Klingt das Eingangsdoppel BLACK BLOOD noch schwer nach einer Mischung aus BLIND GUARDIAN/MANOWAR/HEAVY LOAD oder early VIRGIN STEELE bekommt das Album spätestens mit „The Mountain Throne“ deutlich epischeren Anstrich, dem sich leichter Hang zu Blackmetallischer Strukturgebung Marke DISSECTION anschließt. Parallelen zur Eidgenossen Epic Metal-Riege MEGATON SWORD liegen hier öfter ebenfalls nahe. Ganz groß punkten die Pathos-Epic-Hämmer „Ithaca (Return Of The Eternal King), wo die Rückkehr des Königs einem Kinofilmleinwandspektakel gleich kommt, „Vaults of Immortals“, „The Flaming Sword“ und der majestätische das Album gebührend ausklingen lassende von flotten den Pathosfaktor nach oben schraubenden durch Chorgesang und gedrosseltem Temporückgang aufgewerteten Momenten versehene gezielt durch donnernde Stampfrhythmen angetriebene Schlußakkord „Naus Apidalla“. Unnötig durch Kitsch oder aufgeblähte Strukturen überfrachtet wirkt das Album nie.

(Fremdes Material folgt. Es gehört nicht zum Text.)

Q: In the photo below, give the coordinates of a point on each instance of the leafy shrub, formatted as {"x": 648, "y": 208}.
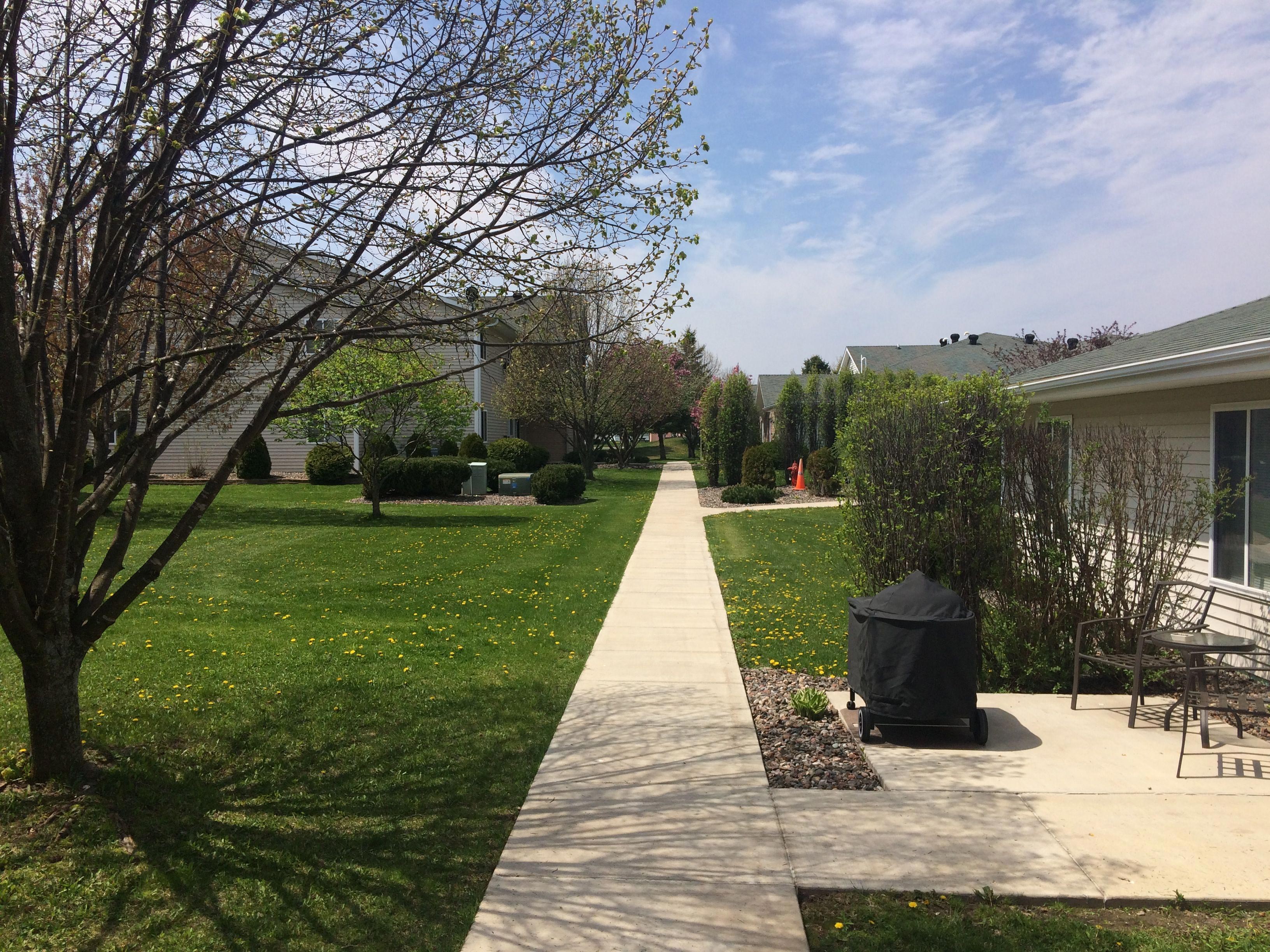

Mars Triumph'-Gesang röhrt ausgereifter, gerade bei gedehnten Pathosorgien balanciert sein Organ geschickt auf dem schmalen Pfad zwischen Ausdruckstärke, Klarheit und Charisma. Die Gitarrenfraktion Tsakiropoulus/Peters brilliert durch Serien zackige Riffs, Gitarrenläufe und Filigransoli während Zournis/Tzoukopoulus den unverrückbar zentnerfetten Rhythmusteppich drunter legen. „Erinyes“ geht noch mal mächtig auf's Tempo drückend im Regelfall deutlich den Tempofaktor anziehend, - spannende Rhythmustempowechsel inbegriffen - ein solch mächtiges Power-Speedgeschoss, das vor Theatralik und MANOWAR-Spirit nur so trieft. Was TRIUMPHER somit abliefern, gleicht einem wahren Triumph, der sich im bärenstarken Zweitling der Griechischen Epic/Black Metal-Brigade TRIUMPHER wieder spiegelt, das gegenüber dem Debüt noch eine deutliche Schippe drauf legt.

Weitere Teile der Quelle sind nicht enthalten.